Alguém tem dúvida de que o mundo está mudando numa velocidade inédita? Que estamos procriando demais? Que os recursos estão escasseando? Que jogamos fora quase tudo que consumimos e que não tem tanto lugar para tanta merda? E pior, que um reflexo condicionado nos faz acelerar ainda mais, procriar mais, destruir mais, consumir mais, cagar mais?

E esse reflexo tornou-se a base da pirâmide de necessidades do ser humano no século XXI. É ele que nos tira da cama todos os dias, nos faz olhar o mundo com retinas calcificadas, nos faz rir e chorar, esperar e sofrer.

Uma velha senhora me disse certa vez, quando me via aflito e estressado: “Seu problema é um problema que é?” Eu obviamente não entendi nada, porque esse vício que nos habita e nutre também faz isso com a gente: embrutece. Então, ela acrescentou: “Existem problemas que são problemas e há os que nós criamos. A gente tem que separar um do outro para só lutar pelos primeiros.”

E parece, parece, que nós criamos mais problemas do que encontramos. Nós. Porque mais ou menos quatro quintos dos outros seres humanos sobrevivem lutando contra aqueles que encontram.

Nós criamos muitos problemas e quase tudo que fazemos, além disso, é criar soluções para os problemas que criamos.

Inventamos os meios de comunicação, por exemplo, e não foi só para resolver nossa atávica solidão (um real problema), mas para reverberar nosso próprio discurso. Diante da aparente necessidade de falar para os outros, o que queremos é uma espécie de masturbação intelectual ou emocional. E como gostamos disso.
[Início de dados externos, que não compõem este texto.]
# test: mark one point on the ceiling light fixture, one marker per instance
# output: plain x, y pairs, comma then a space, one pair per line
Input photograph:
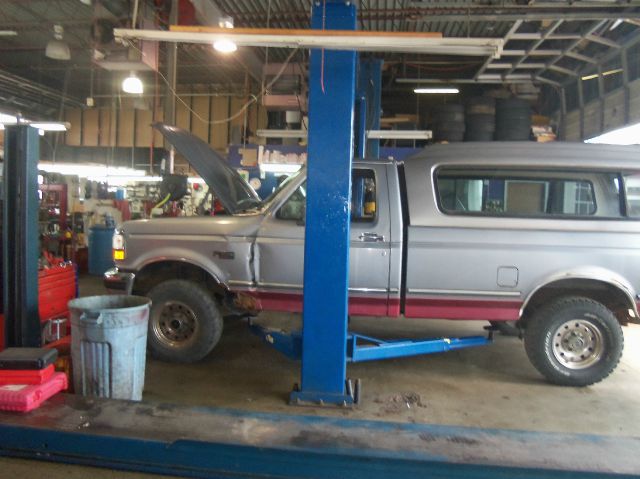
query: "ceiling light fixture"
57, 48
437, 90
604, 74
132, 84
616, 24
224, 45
50, 126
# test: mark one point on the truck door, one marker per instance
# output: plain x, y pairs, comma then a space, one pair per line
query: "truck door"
280, 247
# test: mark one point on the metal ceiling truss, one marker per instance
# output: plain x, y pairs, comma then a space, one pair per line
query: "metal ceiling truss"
555, 55
19, 94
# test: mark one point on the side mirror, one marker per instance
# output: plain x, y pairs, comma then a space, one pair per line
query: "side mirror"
301, 220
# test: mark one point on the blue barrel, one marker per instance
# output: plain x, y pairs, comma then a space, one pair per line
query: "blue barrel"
100, 253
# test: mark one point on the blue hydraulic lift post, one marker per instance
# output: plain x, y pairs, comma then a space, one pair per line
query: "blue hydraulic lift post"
326, 266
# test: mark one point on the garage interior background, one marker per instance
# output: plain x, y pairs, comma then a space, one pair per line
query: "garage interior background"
576, 63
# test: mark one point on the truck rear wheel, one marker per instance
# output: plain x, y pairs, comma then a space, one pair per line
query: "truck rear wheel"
184, 322
574, 341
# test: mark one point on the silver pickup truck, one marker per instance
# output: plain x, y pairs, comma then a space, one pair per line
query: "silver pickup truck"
545, 236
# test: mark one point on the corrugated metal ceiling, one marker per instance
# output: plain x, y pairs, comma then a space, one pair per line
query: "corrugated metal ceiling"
33, 20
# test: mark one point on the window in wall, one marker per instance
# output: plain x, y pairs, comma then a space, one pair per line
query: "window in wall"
590, 89
571, 96
363, 199
612, 74
527, 193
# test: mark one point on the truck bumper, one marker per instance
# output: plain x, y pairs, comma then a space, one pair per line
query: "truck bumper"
118, 282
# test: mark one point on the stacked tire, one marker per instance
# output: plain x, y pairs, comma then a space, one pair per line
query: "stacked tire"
448, 123
480, 119
513, 120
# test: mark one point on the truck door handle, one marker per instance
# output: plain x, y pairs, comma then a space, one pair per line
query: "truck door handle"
371, 237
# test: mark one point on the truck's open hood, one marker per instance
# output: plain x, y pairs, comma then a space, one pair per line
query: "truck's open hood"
227, 185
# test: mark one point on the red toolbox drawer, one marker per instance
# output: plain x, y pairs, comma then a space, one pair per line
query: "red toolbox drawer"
26, 376
23, 397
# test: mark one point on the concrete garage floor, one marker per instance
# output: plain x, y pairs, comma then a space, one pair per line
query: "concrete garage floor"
488, 387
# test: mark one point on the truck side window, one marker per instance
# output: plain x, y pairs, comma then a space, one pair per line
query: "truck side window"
363, 199
363, 195
632, 190
527, 193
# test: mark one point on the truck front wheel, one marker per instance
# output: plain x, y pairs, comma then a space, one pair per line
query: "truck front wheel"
574, 341
184, 322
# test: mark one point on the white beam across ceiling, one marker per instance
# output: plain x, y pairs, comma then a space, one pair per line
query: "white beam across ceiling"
334, 40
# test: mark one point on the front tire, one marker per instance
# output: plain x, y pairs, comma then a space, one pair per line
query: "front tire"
574, 341
184, 322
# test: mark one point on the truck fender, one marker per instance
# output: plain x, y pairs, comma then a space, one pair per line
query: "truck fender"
595, 273
183, 255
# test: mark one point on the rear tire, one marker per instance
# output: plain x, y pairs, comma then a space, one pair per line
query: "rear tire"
184, 322
574, 341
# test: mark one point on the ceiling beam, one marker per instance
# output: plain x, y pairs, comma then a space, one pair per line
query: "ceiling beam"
581, 57
526, 17
591, 30
549, 31
602, 41
409, 42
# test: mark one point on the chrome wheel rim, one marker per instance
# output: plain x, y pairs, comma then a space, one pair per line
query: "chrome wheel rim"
175, 324
578, 344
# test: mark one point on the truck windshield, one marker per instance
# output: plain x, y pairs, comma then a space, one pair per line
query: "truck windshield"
283, 184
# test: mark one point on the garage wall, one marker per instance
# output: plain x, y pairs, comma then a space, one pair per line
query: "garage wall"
127, 126
603, 116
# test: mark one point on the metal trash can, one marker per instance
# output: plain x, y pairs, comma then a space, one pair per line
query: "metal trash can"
108, 345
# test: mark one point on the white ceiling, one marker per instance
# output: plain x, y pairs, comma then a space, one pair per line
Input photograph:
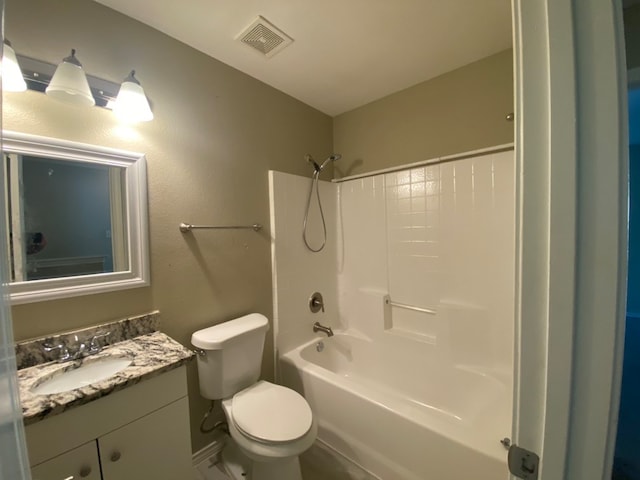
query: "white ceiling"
345, 53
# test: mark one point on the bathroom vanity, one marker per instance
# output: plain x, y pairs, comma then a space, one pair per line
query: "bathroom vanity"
131, 425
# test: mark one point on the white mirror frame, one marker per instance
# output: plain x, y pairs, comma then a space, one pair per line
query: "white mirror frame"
136, 218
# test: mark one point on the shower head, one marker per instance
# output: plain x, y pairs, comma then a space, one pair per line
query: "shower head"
310, 160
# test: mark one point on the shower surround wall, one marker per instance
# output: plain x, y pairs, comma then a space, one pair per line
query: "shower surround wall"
439, 237
298, 272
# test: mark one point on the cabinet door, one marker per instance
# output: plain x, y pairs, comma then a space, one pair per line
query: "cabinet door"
78, 464
156, 446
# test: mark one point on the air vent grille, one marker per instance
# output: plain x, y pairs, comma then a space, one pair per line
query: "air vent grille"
264, 37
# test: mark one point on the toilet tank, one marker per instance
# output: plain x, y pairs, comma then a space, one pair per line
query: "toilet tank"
232, 355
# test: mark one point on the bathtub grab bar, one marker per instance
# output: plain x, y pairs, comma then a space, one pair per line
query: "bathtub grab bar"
410, 307
187, 227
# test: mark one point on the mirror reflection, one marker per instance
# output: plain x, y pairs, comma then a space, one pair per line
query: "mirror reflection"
65, 218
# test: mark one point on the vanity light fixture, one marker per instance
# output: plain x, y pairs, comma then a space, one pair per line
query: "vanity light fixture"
132, 105
69, 83
12, 79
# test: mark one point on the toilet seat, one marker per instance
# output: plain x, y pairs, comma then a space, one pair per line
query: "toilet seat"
271, 413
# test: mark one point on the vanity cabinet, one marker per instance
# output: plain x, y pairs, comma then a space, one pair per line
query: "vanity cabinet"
140, 432
80, 463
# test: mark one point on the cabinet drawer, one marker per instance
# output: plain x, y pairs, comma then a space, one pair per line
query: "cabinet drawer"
81, 463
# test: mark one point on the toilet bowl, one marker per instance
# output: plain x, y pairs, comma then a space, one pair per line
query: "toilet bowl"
269, 424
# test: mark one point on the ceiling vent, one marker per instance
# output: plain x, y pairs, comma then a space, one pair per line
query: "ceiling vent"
264, 37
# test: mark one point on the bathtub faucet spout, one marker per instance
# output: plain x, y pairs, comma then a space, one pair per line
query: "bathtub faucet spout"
321, 328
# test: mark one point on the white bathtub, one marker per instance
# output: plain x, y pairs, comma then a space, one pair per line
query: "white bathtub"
400, 419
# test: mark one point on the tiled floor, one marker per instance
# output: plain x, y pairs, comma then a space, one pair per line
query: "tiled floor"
317, 463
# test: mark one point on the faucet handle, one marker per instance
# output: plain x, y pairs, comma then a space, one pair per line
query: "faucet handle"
94, 345
316, 302
64, 351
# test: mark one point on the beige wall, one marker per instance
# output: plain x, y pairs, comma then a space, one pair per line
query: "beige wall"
456, 112
632, 35
215, 135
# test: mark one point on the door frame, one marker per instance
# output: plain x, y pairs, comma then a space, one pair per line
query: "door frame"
571, 157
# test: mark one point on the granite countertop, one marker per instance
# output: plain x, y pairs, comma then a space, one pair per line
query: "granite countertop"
152, 354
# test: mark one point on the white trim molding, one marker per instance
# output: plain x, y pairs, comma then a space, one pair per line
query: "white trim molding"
136, 219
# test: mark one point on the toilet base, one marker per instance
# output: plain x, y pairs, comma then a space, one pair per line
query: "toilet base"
235, 463
241, 467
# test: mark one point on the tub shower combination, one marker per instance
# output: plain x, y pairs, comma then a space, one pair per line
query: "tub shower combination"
407, 394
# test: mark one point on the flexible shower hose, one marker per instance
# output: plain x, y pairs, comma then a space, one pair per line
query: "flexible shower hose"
314, 184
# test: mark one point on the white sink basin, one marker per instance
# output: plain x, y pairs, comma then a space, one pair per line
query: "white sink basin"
86, 374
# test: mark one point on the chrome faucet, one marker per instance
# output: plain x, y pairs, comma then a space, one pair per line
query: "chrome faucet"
321, 328
77, 349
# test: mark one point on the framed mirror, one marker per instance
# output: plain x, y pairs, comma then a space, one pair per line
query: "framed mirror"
76, 217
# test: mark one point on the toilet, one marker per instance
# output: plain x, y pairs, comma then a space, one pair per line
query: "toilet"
269, 424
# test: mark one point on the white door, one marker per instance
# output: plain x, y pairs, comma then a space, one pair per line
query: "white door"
571, 194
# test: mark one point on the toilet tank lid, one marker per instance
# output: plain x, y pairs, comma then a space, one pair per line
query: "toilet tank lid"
223, 334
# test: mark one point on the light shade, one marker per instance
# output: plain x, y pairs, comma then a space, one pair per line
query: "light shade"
131, 104
69, 83
12, 79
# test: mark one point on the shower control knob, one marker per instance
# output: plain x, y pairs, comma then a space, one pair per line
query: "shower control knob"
316, 303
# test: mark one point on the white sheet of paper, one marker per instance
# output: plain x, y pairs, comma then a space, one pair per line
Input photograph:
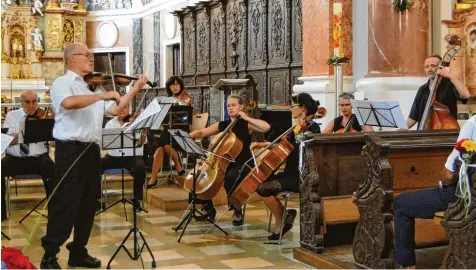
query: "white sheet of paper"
6, 140
111, 138
388, 113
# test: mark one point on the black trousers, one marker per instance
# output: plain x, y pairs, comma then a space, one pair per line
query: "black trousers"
73, 204
136, 167
42, 165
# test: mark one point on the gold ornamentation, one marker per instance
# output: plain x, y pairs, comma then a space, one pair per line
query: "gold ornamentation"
53, 33
68, 33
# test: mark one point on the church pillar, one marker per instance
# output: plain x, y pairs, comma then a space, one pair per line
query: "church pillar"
317, 29
398, 46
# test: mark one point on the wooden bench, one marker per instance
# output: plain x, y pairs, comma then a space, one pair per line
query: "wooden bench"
396, 166
335, 167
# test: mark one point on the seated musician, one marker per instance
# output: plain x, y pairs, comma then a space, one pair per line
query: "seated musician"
22, 158
175, 88
115, 160
303, 110
340, 123
243, 129
449, 91
425, 203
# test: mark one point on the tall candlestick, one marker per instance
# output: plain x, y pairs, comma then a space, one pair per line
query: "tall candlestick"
337, 28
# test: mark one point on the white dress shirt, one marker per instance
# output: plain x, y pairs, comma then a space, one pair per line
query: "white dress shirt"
128, 152
84, 125
468, 131
12, 122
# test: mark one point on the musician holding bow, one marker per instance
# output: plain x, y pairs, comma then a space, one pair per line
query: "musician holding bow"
242, 128
449, 90
302, 110
175, 88
22, 158
79, 115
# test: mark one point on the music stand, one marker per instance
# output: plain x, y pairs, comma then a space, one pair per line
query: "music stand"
36, 131
151, 118
188, 145
379, 113
116, 138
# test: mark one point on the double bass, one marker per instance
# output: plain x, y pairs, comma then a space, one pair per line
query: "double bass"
437, 115
210, 175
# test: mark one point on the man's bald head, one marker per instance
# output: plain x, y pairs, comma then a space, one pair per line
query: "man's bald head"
78, 59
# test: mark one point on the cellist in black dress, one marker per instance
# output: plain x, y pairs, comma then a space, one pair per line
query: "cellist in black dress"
242, 129
175, 88
341, 123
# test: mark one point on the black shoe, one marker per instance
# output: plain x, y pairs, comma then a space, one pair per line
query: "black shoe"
49, 263
152, 185
289, 219
238, 222
208, 213
88, 261
137, 207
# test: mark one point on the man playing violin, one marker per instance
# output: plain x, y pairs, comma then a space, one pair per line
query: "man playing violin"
22, 158
449, 91
79, 115
347, 119
302, 110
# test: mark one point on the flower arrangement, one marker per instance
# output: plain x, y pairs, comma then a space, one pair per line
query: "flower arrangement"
466, 149
338, 60
302, 133
402, 5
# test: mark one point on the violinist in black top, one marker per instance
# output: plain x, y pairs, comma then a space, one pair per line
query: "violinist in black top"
242, 129
339, 124
449, 91
302, 110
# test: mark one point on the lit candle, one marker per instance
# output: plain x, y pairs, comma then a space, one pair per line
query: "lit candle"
337, 28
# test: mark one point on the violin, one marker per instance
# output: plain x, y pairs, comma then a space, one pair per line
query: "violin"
210, 175
437, 115
97, 78
269, 159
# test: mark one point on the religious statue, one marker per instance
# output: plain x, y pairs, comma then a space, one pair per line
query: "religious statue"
37, 40
472, 43
36, 8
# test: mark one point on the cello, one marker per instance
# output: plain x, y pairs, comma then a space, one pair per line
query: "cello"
437, 115
210, 175
268, 161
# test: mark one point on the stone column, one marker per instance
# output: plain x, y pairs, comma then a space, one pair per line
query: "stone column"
317, 24
398, 47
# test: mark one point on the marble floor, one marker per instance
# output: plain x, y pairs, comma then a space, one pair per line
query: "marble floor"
243, 248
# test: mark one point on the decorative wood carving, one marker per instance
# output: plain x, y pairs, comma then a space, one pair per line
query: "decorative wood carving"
374, 234
461, 252
311, 211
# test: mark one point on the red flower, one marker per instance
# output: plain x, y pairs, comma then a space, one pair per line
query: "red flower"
458, 145
14, 259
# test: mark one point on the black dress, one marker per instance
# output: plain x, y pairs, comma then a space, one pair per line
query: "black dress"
288, 180
338, 125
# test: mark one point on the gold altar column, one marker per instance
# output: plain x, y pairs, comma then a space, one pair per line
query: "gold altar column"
317, 30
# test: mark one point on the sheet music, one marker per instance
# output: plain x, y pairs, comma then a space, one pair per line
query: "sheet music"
6, 140
153, 115
111, 138
389, 113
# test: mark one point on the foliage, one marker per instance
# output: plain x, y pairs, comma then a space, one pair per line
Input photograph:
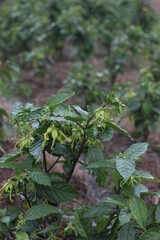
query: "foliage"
144, 104
88, 83
66, 132
34, 34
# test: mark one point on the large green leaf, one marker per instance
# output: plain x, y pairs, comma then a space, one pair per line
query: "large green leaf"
83, 226
10, 157
139, 211
40, 211
58, 99
95, 154
117, 200
136, 150
151, 234
125, 167
60, 192
99, 209
41, 178
36, 148
126, 232
151, 215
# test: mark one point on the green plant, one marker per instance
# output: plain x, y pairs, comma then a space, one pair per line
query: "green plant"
88, 84
144, 104
66, 132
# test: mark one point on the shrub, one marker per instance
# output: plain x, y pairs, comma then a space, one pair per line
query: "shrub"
87, 83
66, 132
144, 104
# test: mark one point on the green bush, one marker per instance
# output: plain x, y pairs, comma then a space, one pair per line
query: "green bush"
88, 84
67, 132
144, 104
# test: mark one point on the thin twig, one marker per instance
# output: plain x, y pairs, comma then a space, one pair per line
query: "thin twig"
44, 161
52, 166
26, 197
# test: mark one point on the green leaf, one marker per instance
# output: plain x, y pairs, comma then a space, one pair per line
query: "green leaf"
151, 215
157, 213
139, 211
22, 236
3, 228
83, 226
136, 150
124, 217
60, 192
13, 212
52, 228
41, 178
107, 135
81, 111
10, 157
58, 99
151, 234
40, 211
101, 223
99, 209
95, 154
139, 189
118, 128
117, 200
126, 232
27, 162
104, 164
11, 165
36, 148
143, 175
5, 220
125, 167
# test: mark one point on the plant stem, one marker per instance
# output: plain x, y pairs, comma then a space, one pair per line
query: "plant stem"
52, 166
26, 197
44, 161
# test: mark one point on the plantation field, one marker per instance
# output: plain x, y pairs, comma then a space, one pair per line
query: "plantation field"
80, 81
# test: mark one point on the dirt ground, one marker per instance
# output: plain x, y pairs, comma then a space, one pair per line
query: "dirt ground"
42, 89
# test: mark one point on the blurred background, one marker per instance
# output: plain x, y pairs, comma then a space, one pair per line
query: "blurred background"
90, 47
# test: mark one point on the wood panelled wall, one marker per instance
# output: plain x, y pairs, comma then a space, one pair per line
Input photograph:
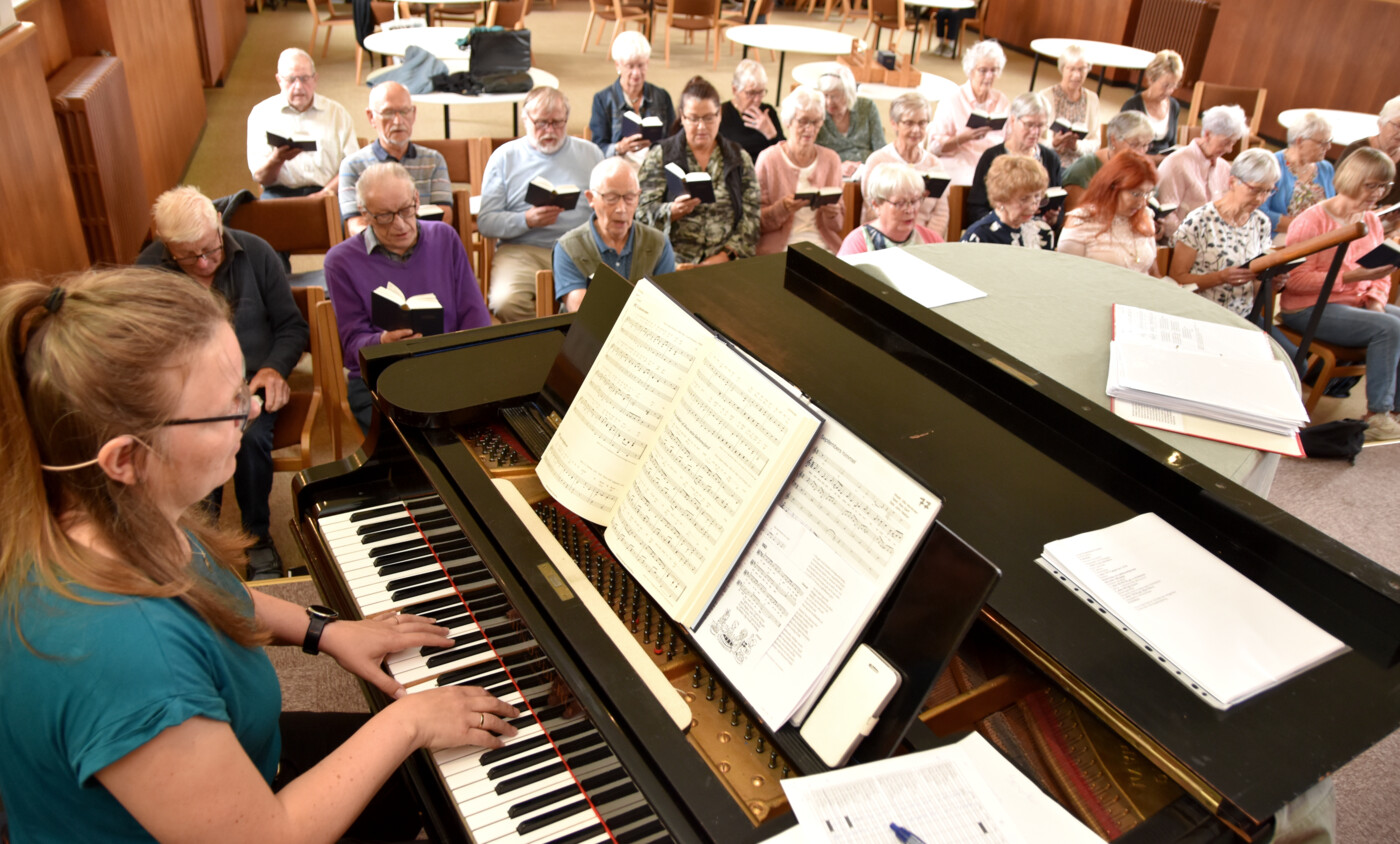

Inventamos a Internet, por exemplo. Não foi só para democratizar e fomentar o conhecimento (uma real necessidade), mas para gozarmos da nossa própria voz e ejacularmos nosso próprio poder.

Assim, passada a euforia e a propaganda excitada sobre as enormes mudanças de paradigmas, as colossais perspectivas e incomensuráveis esperanças que as plataformas digitais (incluindo a Internet) proporcionam, é hora de também considerar o que se esconde por detrás desse tesão.

Em larga medida, a gente está substituindo o aprendizado e o saber pela possibilidade do saber e do aprendizado. Antes eu precisava aprender para ser. Hoje, basta eu saber que eu posso saber quando eu precisar saber. Que é fácil, rápido, digerido e de graça. E esperando pelo gatilho da necessidade, a gente se distrai e afunda na preguiça.

Estamos também substituindo o olhar crítico, analisado, referenciado, pela opinião instintiva. Antes, para eu dizer e divulgar, eu precisava pesquisar. Hoje, basta eu escrever o que dá na veneta e sei que isso é uma bola-de-neve que se transforma em cataclismo, por força e obra de um incontrolável acaso.

Em tempos de enciclopédias livres, o conhecimento “a priori” é inútil. A memória é inútil. No limite, qualquer esforço intelectual é inútil.

Em tempos de jornalismo colaborativo, a opinião “com fonte” é acessória. A comprovação é inútil. No limite, a História é inútil.

É como se estivéssemos experimentando um novo mundo. Deliciosamente entorpecente e aleatório.

A internet é a mais tentadora das esfinges.